The **PC algorithm** was one of the original “Tetrad” algorithms and has been implemented and studied widely. Its development unfolded across three major milestones:

1. **Spirtes & Glymour (1991)**  
   *“An Algorithm for Fast Recovery of Sparse Causal Graphs”*  
   Introduced the first version of the algorithm and established the key insight that conditional independence information can efficiently prune a fully connected graph under sparsity assumptions.

2. **Spirtes, Glymour & Scheines (1993)**  
   *Causation, Prediction, and Search (1st edition)*  
   Refined and extended the algorithm, with clearer statements of assumptions, correctness proofs, and the introduction of what later became known as the **FAS** (Fast Adjacency Search) phase.
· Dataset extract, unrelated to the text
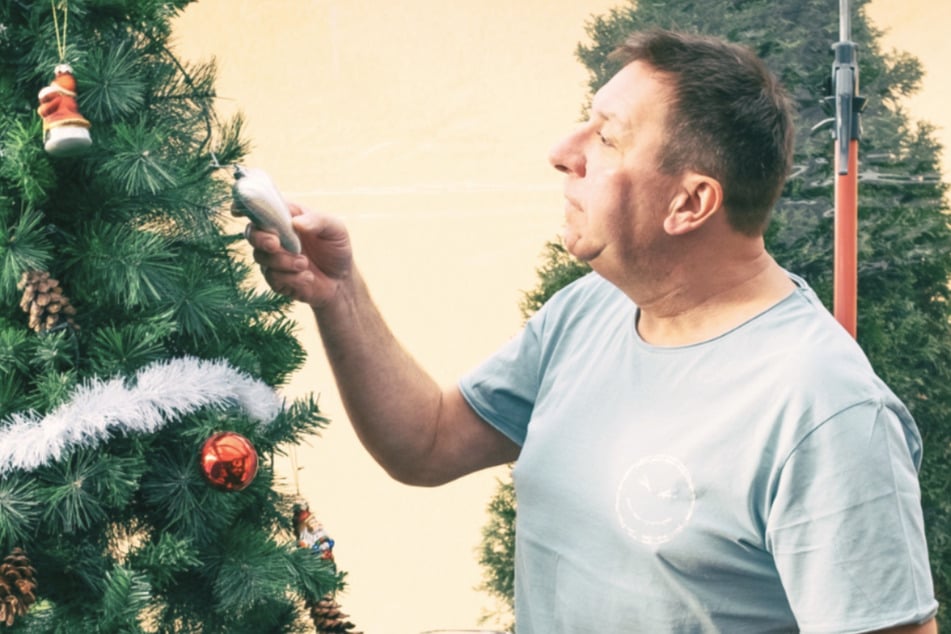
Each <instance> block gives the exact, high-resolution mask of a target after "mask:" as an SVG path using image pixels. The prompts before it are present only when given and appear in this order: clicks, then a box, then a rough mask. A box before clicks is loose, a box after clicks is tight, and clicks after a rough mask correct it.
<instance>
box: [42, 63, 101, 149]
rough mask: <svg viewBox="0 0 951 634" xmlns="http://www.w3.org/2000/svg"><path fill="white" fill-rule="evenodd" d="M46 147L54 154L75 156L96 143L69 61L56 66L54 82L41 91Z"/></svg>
mask: <svg viewBox="0 0 951 634" xmlns="http://www.w3.org/2000/svg"><path fill="white" fill-rule="evenodd" d="M39 97H40V107H39V108H37V112H39V113H40V116H41V117H42V118H43V148H44V149H45V150H46V151H47V153H49V154H51V155H52V156H73V155H76V154H80V153H82V152H84V151H86V149H87V148H88V147H89V146H90V145H92V137H91V136H90V135H89V128H90V123H89V121H87V120H86V118H85V117H83V116H82V115H81V114H79V107H78V106H77V105H76V78H75V77H73V69H72V67H71V66H70V65H69V64H59V65H58V66H57V67H56V77H55V78H54V79H53V82H52V83H51V84H50V85H49V86H47V87H46V88H44V89H43V90H41V91H40V95H39Z"/></svg>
3. **Spirtes, Glymour & Scheines (2000)**  
   *Causation, Prediction, and Search (2nd edition)*  
   Formalized PC in its modern form. Meek’s 1995 orientation rules were incorporated, establishing the now-standard procedure of  
   (i) adjacency pruning via conditional independence, followed by  
   (ii) propagation of orientations via sound and complete rules.
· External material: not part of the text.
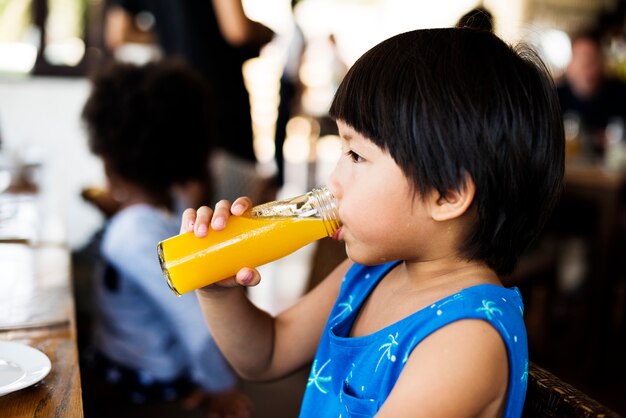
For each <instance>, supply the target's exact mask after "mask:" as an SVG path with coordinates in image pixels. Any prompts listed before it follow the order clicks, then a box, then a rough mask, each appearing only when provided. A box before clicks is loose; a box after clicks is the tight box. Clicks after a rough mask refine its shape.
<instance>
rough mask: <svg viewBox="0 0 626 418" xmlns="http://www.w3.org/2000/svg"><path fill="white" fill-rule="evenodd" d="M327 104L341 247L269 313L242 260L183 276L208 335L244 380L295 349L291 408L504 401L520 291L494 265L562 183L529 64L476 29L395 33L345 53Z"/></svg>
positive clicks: (293, 355)
mask: <svg viewBox="0 0 626 418" xmlns="http://www.w3.org/2000/svg"><path fill="white" fill-rule="evenodd" d="M330 113H331V115H332V116H333V117H334V118H335V119H336V120H337V124H338V127H339V131H340V135H341V138H342V141H343V148H344V156H343V157H342V158H341V159H340V161H339V162H338V164H337V167H336V169H335V171H334V172H333V174H332V175H331V177H330V179H329V182H328V186H329V188H330V189H331V190H332V192H333V193H334V195H335V197H336V199H337V206H338V210H339V215H340V218H341V220H342V224H343V226H342V228H341V230H340V232H339V234H338V236H339V239H341V240H343V241H344V242H345V245H346V250H347V254H348V257H349V260H346V261H345V262H344V263H342V264H341V265H340V266H338V267H337V268H336V269H335V270H334V272H332V273H331V274H330V275H329V276H328V277H327V278H326V279H325V280H324V281H323V282H322V283H321V284H320V285H319V286H317V287H316V288H315V289H313V290H312V291H311V292H310V293H308V294H307V295H305V296H304V297H303V298H302V299H301V300H300V301H299V302H298V303H297V304H295V305H294V306H293V307H291V308H290V309H287V310H286V311H285V312H282V313H281V314H279V315H278V316H276V317H271V316H269V315H268V314H266V313H264V312H261V311H260V310H259V309H257V308H255V306H253V305H252V304H251V303H250V302H249V301H248V299H247V298H246V294H245V291H244V290H243V287H245V286H253V285H256V284H257V283H258V282H259V280H260V277H259V275H258V273H257V272H256V271H255V270H253V269H247V268H246V269H242V270H240V271H239V272H238V273H237V275H236V277H234V278H230V279H227V280H224V281H222V282H219V283H218V284H215V285H212V286H208V287H205V288H203V289H200V290H198V291H197V296H198V298H199V300H200V303H201V305H202V309H203V312H204V316H205V318H206V320H207V322H208V324H209V328H210V329H211V331H212V332H213V333H214V337H215V340H216V342H217V344H218V345H219V346H220V347H221V349H222V351H223V352H224V355H225V356H226V358H227V359H228V360H229V362H230V363H231V364H232V365H233V367H234V368H235V369H236V370H237V371H238V372H239V373H240V374H241V375H242V376H243V377H245V378H248V379H257V380H258V379H273V378H276V377H280V376H284V375H287V374H289V373H291V372H293V371H294V370H296V369H298V368H300V367H303V366H305V365H307V364H310V362H311V361H312V367H311V373H310V377H309V381H308V384H307V389H306V392H305V397H304V401H303V404H302V408H301V416H302V417H309V416H310V417H338V416H342V417H348V416H359V417H360V416H363V417H365V416H373V415H376V416H377V417H400V416H401V417H435V416H441V417H451V416H454V417H464V416H467V417H470V416H471V417H499V416H506V417H518V416H520V415H521V412H522V407H523V403H524V397H525V392H526V378H527V366H528V350H527V342H526V333H525V329H524V322H523V317H522V314H523V305H522V301H521V298H520V294H519V292H518V291H517V289H506V288H504V287H502V284H501V282H500V280H499V276H500V275H503V274H506V273H509V272H510V271H511V270H512V269H513V267H514V266H515V262H516V259H517V258H518V256H519V255H520V254H521V253H522V251H524V249H525V248H526V247H527V245H528V244H529V243H530V242H531V240H532V239H533V238H534V237H535V236H536V235H537V233H538V232H539V230H540V229H541V227H542V226H543V224H544V223H545V221H546V218H547V217H548V216H549V214H550V211H551V209H552V207H553V206H554V204H555V203H556V201H557V199H558V196H559V193H560V190H561V188H562V177H563V145H564V141H563V132H562V123H561V119H560V114H559V106H558V101H557V97H556V95H555V90H554V86H553V84H552V80H551V78H550V77H549V75H548V73H547V71H546V70H545V67H544V66H543V64H542V63H541V61H540V60H539V59H538V58H537V57H536V55H534V54H533V53H532V52H531V51H529V50H525V49H520V50H519V51H517V50H514V49H512V48H510V47H509V46H507V45H506V44H505V43H504V42H502V41H501V40H500V39H498V38H497V37H496V36H495V35H494V34H492V33H489V32H487V31H477V30H472V29H431V30H417V31H412V32H407V33H403V34H400V35H397V36H394V37H392V38H390V39H388V40H386V41H384V42H382V43H380V44H379V45H377V46H375V47H374V48H372V49H371V50H370V51H368V52H367V53H365V54H364V55H363V56H362V57H361V58H360V59H359V60H358V61H357V62H356V63H355V64H354V66H353V67H352V68H351V69H350V71H349V73H348V74H347V75H346V77H345V79H344V80H343V82H342V84H341V86H340V87H339V89H338V91H337V93H336V96H335V98H334V101H333V104H332V106H331V109H330ZM250 206H251V202H250V200H249V199H247V198H240V199H237V200H236V201H235V202H233V204H232V205H231V204H230V203H229V202H227V201H221V202H219V203H218V204H217V205H216V208H215V210H214V211H213V210H211V209H209V208H207V207H201V208H200V209H198V210H197V211H195V210H193V209H188V210H187V211H186V212H185V214H184V215H183V223H182V228H181V230H182V231H183V232H186V231H192V230H193V231H194V232H195V234H196V235H197V236H204V235H205V234H206V233H207V232H206V231H207V226H208V223H209V222H211V226H212V227H213V228H214V229H217V230H219V229H223V228H224V227H225V226H226V224H227V221H228V217H229V216H231V215H234V216H237V215H241V214H242V213H244V212H245V211H246V210H247V209H248V208H249V207H250Z"/></svg>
### Why PC is historically important

- **First scalable causal graph algorithm**: PC demonstrated that conditional independence tests, together with sparsity, allowed structure discovery in time that is *polynomial* for sparse graphs.
- **Introduced the idea of equivalence classes**: PC made CPDAGs the standard representation for causal structures under Markov and faithfulness assumptions.
- **Inspired nearly every major causal algorithm since**: FCI, RFCI, GFCI, PC-Max, CCD, and many others are direct conceptual descendants of PC.

Today PC remains:
- a baseline that all new algorithms are compared against,
- a teaching tool for causal inference fundamentals, and
- a practical choice in many real-world settings.

The Tetrad implementation continues this lineage, with additional improvements (parallelization, stable FAS, PC-Max, skewness extensions, etc.) that preserve the spirit of the original algorithm while adapting it to modern data sizes.

---

## Additional Reference

Meek, C. (1995). 
Causal inference and construction of explanation with background knowledge. 
In Proceedings of the Eleventh Conference on Uncertainty in Artificial Intelligence (UAI-95), pp. 403-411. Morgan Kaufmann Publishers.

---

## Summary

PC is the foundational constraint-based algorithm for learning CPDAGs, combining systematic CI testing with principled orientation rules. It remains a gold-standard baseline for settings without latent confounders.